The public can visit Stonehenge during opening hours, but can only walk around the outskirts of the stones from a distance of around 20 metres. It means you can’t get close to the stones, let alone inside them. However, there is a way to do this, by booking on to a Stone Circle tour before or after hours for sunrise or sunset. Booking on to this tour was one of the best things I’ve done – it was such a special, magical experience and I recommend it to anyone visiting.
I booked on to a sunset tour, which ran from 5-6pm. The visitor centre closes at 5pm, but you’re allowed to arrive from 4pm to visit the onsite museum. There are some interesting boards to read about the history of the site, including information about how the stones got there and what they were for (more on that later). There are also then some model houses which show what the houses of the time would have been like, a lovely big shop and a cafe.
The star of the show though, obviously, is the stones themselves.
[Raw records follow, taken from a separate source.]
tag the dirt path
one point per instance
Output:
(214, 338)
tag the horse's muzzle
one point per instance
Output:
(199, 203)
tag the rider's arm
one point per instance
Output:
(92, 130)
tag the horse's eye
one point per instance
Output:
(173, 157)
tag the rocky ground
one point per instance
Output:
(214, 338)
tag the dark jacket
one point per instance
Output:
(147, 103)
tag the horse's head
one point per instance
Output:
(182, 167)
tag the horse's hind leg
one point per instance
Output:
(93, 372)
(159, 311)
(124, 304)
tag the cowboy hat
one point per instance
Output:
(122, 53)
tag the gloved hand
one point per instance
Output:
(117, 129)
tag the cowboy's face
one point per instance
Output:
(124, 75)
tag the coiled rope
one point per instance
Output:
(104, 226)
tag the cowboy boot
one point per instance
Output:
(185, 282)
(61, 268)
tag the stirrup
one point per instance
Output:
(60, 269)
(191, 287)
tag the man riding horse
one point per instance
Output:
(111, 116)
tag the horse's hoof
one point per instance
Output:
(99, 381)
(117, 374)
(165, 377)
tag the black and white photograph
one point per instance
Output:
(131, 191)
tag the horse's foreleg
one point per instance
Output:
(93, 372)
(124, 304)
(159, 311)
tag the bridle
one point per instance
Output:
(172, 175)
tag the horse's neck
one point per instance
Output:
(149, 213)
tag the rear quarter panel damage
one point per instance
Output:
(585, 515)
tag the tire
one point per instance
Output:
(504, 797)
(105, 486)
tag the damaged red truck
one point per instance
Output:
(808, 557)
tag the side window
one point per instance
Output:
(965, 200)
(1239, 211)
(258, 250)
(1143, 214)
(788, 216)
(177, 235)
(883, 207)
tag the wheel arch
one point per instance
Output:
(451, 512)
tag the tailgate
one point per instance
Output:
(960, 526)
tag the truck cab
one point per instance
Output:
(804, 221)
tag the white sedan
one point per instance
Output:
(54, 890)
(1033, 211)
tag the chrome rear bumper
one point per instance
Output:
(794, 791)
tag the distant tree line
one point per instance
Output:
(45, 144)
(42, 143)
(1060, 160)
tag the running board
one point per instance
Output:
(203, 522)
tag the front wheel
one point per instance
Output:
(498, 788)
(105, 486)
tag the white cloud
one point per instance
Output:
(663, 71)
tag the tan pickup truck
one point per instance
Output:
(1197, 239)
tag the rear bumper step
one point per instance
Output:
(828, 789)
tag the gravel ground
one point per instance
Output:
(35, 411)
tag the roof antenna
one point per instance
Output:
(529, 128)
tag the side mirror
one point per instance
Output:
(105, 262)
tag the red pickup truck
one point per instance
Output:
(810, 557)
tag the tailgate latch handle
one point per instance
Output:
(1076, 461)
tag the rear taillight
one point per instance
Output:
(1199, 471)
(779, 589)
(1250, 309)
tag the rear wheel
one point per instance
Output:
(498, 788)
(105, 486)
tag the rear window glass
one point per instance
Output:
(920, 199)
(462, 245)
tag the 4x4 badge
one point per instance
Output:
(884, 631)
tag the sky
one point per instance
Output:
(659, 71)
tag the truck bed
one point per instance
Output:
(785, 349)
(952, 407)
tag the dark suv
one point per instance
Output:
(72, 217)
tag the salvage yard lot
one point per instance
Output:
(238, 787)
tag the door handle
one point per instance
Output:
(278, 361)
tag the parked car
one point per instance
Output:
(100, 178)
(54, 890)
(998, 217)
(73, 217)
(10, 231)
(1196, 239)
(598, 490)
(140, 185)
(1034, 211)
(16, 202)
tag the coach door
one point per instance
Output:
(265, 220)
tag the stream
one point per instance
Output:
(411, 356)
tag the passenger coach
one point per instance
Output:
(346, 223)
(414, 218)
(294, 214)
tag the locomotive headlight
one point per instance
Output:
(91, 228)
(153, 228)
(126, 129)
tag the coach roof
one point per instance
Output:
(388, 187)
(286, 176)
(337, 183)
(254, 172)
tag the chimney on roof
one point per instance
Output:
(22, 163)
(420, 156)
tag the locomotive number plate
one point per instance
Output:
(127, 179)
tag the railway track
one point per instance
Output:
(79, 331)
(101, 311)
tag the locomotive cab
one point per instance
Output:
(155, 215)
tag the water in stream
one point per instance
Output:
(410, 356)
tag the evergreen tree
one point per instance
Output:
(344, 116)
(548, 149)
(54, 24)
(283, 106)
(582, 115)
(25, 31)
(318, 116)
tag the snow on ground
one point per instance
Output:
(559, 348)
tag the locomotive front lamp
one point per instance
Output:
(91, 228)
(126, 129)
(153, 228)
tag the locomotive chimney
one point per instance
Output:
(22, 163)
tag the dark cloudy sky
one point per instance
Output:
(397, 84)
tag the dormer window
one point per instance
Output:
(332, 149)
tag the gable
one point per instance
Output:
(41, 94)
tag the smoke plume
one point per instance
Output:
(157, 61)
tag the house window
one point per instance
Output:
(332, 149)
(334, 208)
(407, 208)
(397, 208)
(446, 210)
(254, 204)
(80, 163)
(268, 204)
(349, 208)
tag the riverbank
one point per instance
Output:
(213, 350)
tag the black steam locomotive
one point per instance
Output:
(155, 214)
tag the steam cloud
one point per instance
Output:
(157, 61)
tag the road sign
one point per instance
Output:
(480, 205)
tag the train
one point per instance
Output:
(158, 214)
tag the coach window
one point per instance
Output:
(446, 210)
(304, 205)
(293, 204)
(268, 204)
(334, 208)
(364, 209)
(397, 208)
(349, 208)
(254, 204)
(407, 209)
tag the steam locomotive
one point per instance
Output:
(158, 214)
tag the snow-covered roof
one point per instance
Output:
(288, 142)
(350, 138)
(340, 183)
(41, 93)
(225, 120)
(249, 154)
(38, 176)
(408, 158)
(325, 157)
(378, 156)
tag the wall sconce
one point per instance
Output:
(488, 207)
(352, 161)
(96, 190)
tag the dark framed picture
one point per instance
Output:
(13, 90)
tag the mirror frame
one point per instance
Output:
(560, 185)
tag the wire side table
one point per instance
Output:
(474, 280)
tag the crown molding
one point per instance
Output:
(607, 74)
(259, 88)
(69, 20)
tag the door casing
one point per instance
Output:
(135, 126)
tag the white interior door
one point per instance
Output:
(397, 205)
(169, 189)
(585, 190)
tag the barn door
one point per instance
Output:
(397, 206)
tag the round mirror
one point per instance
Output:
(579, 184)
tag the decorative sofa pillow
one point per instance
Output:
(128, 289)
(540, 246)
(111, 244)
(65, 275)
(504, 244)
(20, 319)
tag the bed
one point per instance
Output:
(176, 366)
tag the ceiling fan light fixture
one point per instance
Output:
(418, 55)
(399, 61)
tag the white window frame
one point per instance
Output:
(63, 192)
A shuttle bus picks you up ahead of the tour and takes you up to the stones with a guide. After a brief history, you’re then free to roam through the stones, round the stones, as close as you want – all with the guide there to ask questions if you want to.
The stones you see today date back to 2,500 BC. Prior to this, there is evidence of a circular ditch being built 500 years earlier, within which numerous remains have been found making it the largest Neolithic cemetery in Britain. There are two types of stones used – the larger ‘sarsens’ and the smaller ‘bluestones’. The bluestones were transported from Wales (no-one is sure exactly of how), and the sarsens are local Wiltshire stone.
No-one knows what the purpose of Stonehenge was. What is for sure is that the sarsen stones, put up in at the centre of the site, were carefully aligned to line up with the movements of the sun. If you were to stand in the middle of the stone circle on midsummer’s day, the sun rises on one side through the centre of the stones. And on midwinter’s day, the sun would originally have set between the opposite sarsens.
The whole layout of Stonehenge is therefore positioned in relation to the solstices, or the extreme limits of the sun’s movement. The solstice axis is also marked by the specific stones which are positioned in a rectangle on the edge of the surrounding circular ditch. What this means, historians aren’t sure – could it be a Neolithic calendar? A solar monument complex? An early computer?
Ultimately we will never know – and part of the life in these stones is the intrigue, the guessing, the mystery. Though if you ask me… anyone who has lived through an English winter can see the point of building Stonehenge to try and work out when the sun will be back.